VMware vRealize Log Insight provides out of the box content pack for Horizon View. I find the content pack useful for both monitoring and troubleshooting. Naturally, there are cases where you need to build your own custom field and dashboard. In this blog, I share one such example.
The example I share is a Mass Disconnect of users. This means many users were suddenly disconnected at the same time, causing disruption at work and complain to IT.
Mass disconnect can certainly happen, and Horizon View Event Database records that. You will see the string “has disconnected from machine” in the View Event DB. Here is one such example. In this case, I’ve filtered to a particular user.
The first challenge is Horizon View Event does not distinguish between abnormal disconnect and normal disconnect. You will see many such string in the event DB. It is difficult to analyse in large environment as you cannot visualise.

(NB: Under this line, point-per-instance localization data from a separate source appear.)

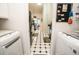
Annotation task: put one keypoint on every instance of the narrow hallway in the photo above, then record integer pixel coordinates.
(39, 47)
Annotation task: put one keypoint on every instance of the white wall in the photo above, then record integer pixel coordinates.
(47, 16)
(18, 21)
(63, 27)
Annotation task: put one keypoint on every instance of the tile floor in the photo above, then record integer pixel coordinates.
(39, 47)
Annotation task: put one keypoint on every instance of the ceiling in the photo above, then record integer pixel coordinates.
(34, 8)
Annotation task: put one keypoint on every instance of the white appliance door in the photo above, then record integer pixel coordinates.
(13, 48)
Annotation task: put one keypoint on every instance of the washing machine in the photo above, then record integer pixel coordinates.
(10, 43)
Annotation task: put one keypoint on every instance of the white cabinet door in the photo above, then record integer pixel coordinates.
(3, 10)
(61, 46)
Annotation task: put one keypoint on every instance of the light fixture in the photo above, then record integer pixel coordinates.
(39, 3)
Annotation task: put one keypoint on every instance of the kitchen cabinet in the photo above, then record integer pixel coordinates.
(61, 46)
(3, 10)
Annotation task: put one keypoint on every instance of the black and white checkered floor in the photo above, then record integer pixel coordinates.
(39, 47)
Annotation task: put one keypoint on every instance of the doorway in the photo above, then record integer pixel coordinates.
(40, 28)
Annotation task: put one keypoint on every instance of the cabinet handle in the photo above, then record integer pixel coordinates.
(74, 51)
(10, 43)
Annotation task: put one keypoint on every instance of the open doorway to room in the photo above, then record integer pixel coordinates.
(40, 21)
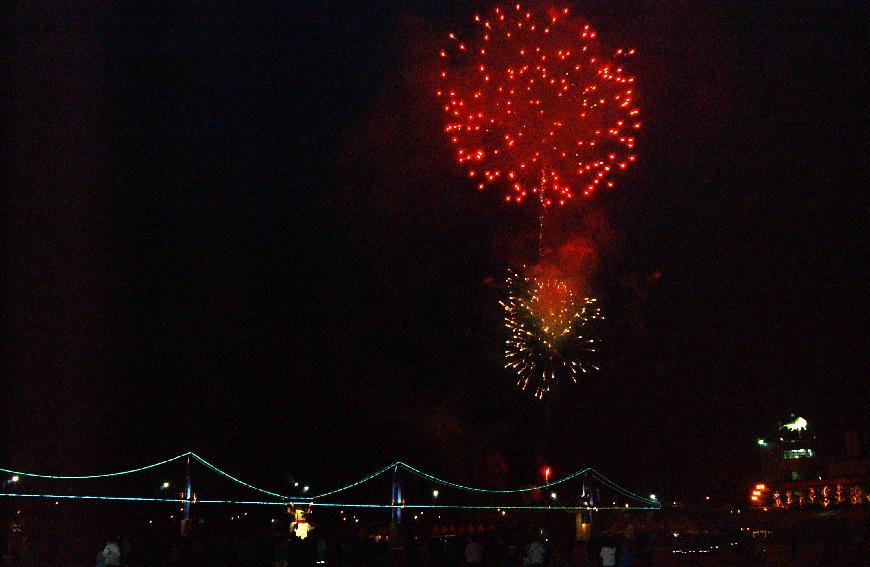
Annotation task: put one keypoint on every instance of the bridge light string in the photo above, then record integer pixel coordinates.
(87, 476)
(489, 490)
(310, 500)
(623, 491)
(304, 499)
(321, 504)
(239, 481)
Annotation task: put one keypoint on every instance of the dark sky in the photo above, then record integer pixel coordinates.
(238, 230)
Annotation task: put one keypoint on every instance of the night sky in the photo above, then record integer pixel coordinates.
(240, 231)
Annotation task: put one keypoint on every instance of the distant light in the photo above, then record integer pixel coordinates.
(798, 424)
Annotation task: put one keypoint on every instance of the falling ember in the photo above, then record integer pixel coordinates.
(549, 327)
(535, 103)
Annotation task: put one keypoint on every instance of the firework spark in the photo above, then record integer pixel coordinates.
(549, 326)
(534, 103)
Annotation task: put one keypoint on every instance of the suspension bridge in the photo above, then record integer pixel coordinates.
(395, 486)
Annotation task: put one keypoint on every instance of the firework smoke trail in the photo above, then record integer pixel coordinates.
(549, 329)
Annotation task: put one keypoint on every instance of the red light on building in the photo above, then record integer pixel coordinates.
(757, 496)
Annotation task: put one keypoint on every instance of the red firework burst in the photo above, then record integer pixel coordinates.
(534, 104)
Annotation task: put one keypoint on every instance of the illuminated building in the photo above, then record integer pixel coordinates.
(802, 472)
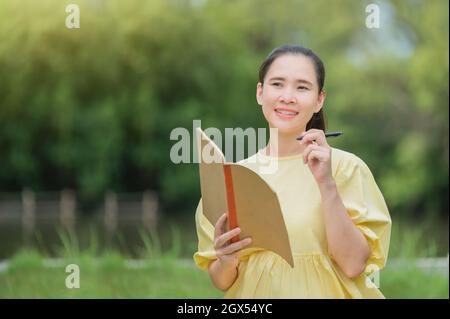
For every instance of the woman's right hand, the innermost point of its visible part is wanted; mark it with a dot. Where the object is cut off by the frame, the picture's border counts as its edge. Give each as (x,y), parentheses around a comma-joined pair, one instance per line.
(226,251)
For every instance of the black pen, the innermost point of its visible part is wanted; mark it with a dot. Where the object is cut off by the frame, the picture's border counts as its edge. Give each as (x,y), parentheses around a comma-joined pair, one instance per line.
(329,134)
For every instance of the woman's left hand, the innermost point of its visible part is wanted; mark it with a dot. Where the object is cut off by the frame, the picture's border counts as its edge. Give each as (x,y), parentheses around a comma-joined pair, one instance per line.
(317,155)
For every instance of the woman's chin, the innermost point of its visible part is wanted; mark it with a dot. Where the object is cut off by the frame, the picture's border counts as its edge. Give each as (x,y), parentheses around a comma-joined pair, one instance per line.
(286,128)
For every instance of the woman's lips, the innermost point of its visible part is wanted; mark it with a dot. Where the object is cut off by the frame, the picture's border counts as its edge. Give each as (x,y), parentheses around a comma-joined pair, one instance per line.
(285,114)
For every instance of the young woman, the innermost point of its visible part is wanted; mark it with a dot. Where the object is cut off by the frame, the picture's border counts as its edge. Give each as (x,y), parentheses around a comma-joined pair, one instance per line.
(335,215)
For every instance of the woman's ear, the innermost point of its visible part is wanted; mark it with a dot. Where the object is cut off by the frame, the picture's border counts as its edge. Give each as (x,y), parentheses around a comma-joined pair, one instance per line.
(320,101)
(259,93)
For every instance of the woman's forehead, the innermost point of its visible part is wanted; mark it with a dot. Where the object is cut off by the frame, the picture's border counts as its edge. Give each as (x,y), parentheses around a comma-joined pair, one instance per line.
(292,67)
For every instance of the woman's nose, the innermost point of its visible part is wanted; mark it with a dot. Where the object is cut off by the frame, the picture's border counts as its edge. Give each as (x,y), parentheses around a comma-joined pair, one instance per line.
(287,97)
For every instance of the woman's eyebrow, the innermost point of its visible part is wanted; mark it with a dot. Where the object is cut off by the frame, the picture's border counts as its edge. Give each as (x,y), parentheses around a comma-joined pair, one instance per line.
(283,79)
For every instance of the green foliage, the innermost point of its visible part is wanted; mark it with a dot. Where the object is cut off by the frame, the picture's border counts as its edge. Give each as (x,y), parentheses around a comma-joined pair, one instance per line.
(92,108)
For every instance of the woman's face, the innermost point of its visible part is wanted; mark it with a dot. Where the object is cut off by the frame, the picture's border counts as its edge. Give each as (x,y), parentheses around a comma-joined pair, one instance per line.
(290,94)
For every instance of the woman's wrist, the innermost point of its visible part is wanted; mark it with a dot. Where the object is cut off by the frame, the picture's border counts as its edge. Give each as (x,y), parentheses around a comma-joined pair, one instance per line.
(327,188)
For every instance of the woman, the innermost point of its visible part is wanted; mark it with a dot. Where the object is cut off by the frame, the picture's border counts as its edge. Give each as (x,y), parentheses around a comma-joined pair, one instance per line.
(335,215)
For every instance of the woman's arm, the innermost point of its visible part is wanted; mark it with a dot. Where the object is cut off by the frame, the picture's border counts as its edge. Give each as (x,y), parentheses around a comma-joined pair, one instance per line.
(222,276)
(346,243)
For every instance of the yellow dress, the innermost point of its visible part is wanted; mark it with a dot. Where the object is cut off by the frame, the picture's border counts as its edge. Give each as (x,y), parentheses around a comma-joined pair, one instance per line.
(263,274)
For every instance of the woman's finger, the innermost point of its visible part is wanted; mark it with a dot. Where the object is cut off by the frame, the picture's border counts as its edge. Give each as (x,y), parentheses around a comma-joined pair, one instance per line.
(222,239)
(319,155)
(218,229)
(314,135)
(309,149)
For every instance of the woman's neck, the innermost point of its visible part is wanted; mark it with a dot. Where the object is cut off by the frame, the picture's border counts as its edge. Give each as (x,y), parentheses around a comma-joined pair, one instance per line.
(282,145)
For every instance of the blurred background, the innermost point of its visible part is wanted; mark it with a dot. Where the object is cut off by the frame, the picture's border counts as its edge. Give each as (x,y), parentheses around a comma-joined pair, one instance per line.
(86,115)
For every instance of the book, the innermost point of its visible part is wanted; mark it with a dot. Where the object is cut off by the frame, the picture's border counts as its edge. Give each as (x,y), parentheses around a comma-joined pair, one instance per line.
(251,204)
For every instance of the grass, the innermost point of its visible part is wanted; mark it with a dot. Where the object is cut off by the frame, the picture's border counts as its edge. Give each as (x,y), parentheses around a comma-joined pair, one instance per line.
(163,274)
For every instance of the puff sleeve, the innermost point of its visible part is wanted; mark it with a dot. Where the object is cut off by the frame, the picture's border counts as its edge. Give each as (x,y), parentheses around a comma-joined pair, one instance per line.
(205,234)
(366,207)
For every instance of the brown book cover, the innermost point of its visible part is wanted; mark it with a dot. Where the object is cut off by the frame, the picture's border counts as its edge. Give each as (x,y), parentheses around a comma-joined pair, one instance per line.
(250,202)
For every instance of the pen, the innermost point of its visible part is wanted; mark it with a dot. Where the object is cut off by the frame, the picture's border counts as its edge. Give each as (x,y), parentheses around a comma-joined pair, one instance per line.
(329,134)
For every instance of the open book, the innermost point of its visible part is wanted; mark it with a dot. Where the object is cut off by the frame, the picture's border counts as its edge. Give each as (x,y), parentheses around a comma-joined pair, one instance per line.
(250,202)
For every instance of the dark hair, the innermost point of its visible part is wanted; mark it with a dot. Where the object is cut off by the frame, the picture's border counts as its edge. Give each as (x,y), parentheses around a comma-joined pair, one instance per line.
(318,120)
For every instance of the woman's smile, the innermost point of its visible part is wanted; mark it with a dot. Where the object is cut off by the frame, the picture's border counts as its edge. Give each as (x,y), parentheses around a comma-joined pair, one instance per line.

Yes, see the example below.
I queried the same string. With Log Insight, I can query all the View Connection Server, not just one at a time. That’s another benefit of Log Insight.
From the above, you can see clearly that the string happens many times. I plotted for 5 days, and we can see the pattern matches the working hours. So how do we see an abnormal one since the log does not distinguish it?

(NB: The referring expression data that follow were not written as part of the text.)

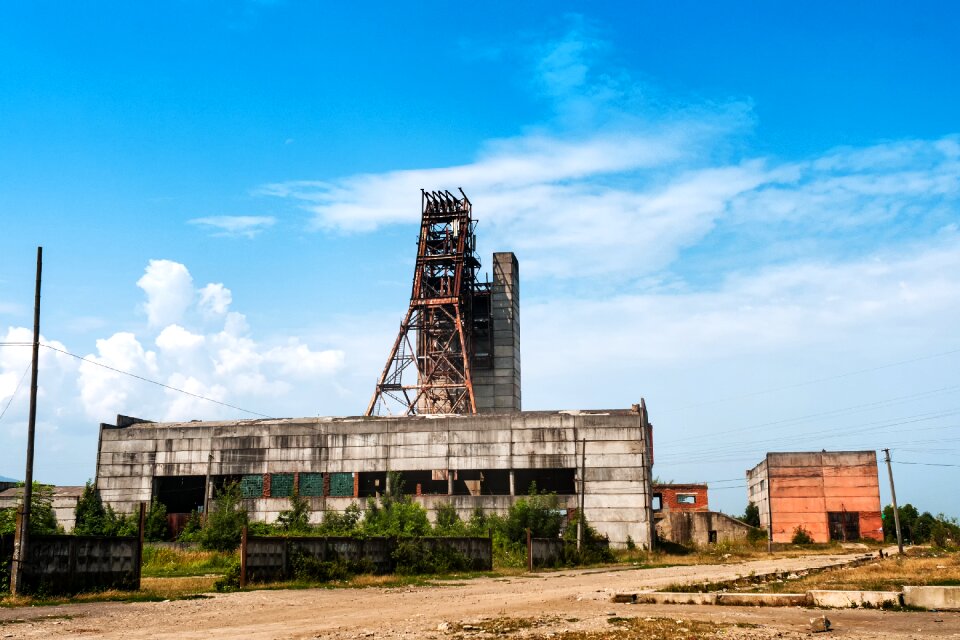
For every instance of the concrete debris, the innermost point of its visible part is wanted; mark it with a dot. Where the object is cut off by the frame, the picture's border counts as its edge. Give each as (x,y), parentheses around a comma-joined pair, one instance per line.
(820,625)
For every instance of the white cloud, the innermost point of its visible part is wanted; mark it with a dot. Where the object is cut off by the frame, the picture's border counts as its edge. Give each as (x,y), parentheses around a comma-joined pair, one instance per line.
(297,359)
(175,338)
(169,290)
(235,226)
(104,392)
(215,299)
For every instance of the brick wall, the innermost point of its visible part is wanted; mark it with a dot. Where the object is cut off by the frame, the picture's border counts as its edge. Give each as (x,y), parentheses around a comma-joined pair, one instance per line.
(676,497)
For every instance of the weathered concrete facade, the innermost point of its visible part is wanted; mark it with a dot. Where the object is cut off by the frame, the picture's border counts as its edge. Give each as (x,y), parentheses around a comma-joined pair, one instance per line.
(497,387)
(833,495)
(470,461)
(700,527)
(64,503)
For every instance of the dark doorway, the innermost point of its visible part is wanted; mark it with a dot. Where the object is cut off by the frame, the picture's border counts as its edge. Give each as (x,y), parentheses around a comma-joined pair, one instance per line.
(559,481)
(180,494)
(844,525)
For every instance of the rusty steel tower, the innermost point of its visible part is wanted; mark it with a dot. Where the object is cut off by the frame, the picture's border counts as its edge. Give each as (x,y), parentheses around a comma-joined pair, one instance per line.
(447,328)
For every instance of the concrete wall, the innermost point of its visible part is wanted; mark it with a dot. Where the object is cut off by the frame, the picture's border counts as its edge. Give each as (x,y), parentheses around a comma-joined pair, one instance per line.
(695,527)
(64,503)
(805,487)
(497,390)
(71,564)
(616,479)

The mass disconnect means it hit many users at one shot. Within 1 minute, you will see many users hit. Log Insight enables us to zoom. As you can see below, I zoomed into 5 seconds and we can see there is a mass disconnect event within that 60 seconds.
I masked out the user name. Yes, you can also show the user Microsoft AD ID in the table. I also masked the ESXi host. Yes, that means you can group the result by ESXi Host. An example of such chart is shown below. We can also show them by cluster.
We can also present the chart differently. In this chart, I group by ESXi, as I want to know quickly how many users were hit for each ESXi. From here I can tell it was quite well spread.
Once I know the users, we can create a custom group in vRealize Operations. This has to be done manually. It’s a one time effort, so it’s okay with me.
Once the custom group created, I can run analysis on it. For example, I can check if the disconnect were because of disk. As you can see below, the disk latency rose to 543 ms during the time of the disconnect. It’s a one time rise, and the time matches the mass disconnect time.
In vRealize Operations, we can zoom into the specific time. Here, it’s clear that it’s a one time spike.
Hope you find the example useful.